Acid Green brake calipers will sprout on more Porsches in the next couple of years.

Detlev von Platen, Porsche’s head of sales and marketing, indicated to Reuters on Tuesday at the Geneva Auto Show that the company is looking at more ways to bring hybrid and all-electric powertrains to its lineup.

Following close on the heels of the Panamera 4 E-Hybrid Sport Turismo introduced this week, von Platen hinted that the company’s Macan “is of course a model line we can imagine” for electrification. The Macan would then join its larger sibling, the Cayenne, which is already available in a hybrid version. The Cayenne was the first of Porsche’s mainstream models to gain a hybrid version after the 918 Spyder supercar of 2013-2015.

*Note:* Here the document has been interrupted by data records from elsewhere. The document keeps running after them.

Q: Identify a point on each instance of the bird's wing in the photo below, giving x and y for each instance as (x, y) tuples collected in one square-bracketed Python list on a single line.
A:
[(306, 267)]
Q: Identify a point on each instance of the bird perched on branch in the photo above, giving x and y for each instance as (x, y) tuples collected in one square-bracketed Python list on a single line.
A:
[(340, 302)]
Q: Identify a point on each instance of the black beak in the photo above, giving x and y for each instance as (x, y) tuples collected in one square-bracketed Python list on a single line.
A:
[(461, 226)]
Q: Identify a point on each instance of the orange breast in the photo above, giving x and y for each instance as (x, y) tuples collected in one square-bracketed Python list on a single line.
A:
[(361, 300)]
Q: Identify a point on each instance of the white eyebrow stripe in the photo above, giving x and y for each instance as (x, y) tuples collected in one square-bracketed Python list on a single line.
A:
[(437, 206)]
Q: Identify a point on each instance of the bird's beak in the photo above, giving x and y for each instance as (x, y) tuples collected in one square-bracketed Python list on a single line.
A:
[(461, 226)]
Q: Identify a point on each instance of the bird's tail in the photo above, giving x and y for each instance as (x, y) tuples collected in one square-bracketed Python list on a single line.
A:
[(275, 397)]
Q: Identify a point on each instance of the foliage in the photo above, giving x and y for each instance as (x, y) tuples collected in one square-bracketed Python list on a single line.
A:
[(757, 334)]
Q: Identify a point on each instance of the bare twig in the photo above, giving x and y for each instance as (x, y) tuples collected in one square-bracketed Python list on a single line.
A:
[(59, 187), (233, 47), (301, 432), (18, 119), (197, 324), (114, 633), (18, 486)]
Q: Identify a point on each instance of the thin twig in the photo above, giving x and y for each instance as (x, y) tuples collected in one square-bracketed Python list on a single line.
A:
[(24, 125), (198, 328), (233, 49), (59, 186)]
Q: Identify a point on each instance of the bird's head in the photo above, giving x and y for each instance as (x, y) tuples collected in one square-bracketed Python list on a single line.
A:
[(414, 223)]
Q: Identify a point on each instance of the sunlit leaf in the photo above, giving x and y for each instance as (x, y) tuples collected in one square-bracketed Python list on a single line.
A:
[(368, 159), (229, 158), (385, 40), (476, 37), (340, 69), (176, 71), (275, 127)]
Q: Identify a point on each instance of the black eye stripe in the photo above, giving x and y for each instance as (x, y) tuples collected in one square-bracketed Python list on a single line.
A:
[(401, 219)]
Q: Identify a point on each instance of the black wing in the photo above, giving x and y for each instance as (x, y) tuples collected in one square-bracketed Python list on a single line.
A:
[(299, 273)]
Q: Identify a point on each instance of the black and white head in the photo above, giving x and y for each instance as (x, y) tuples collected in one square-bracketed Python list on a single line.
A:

SEE ALSO: Porsche 911 Hybrid On Hold, Mission E Electric Car Top Priority

All versions of the Porsche E-Hybrid system are now plug-in hybrid electric vehicles. The celebrated Mission E concept of 2016 is leading to all-electric models as well. Known as “J1” internally, the production version of the Mission E is slated for introduction around 2020. Porsche is beefing up personnel and R&D in anticipation of the new era of EVs, with $1.1 billion in total investment dedicated to the all-electric effort.

Speculation continues about bringing hybrid technology to the 911 and the Boxster/Cayman duo. For the moment, however, Porsche appears focused on its larger platforms.

Sales in 2016 were a record 238,000 units, and von Platen believes that increased global demand for Porsche’s offerings could boost its sales to 300,000 by 2020.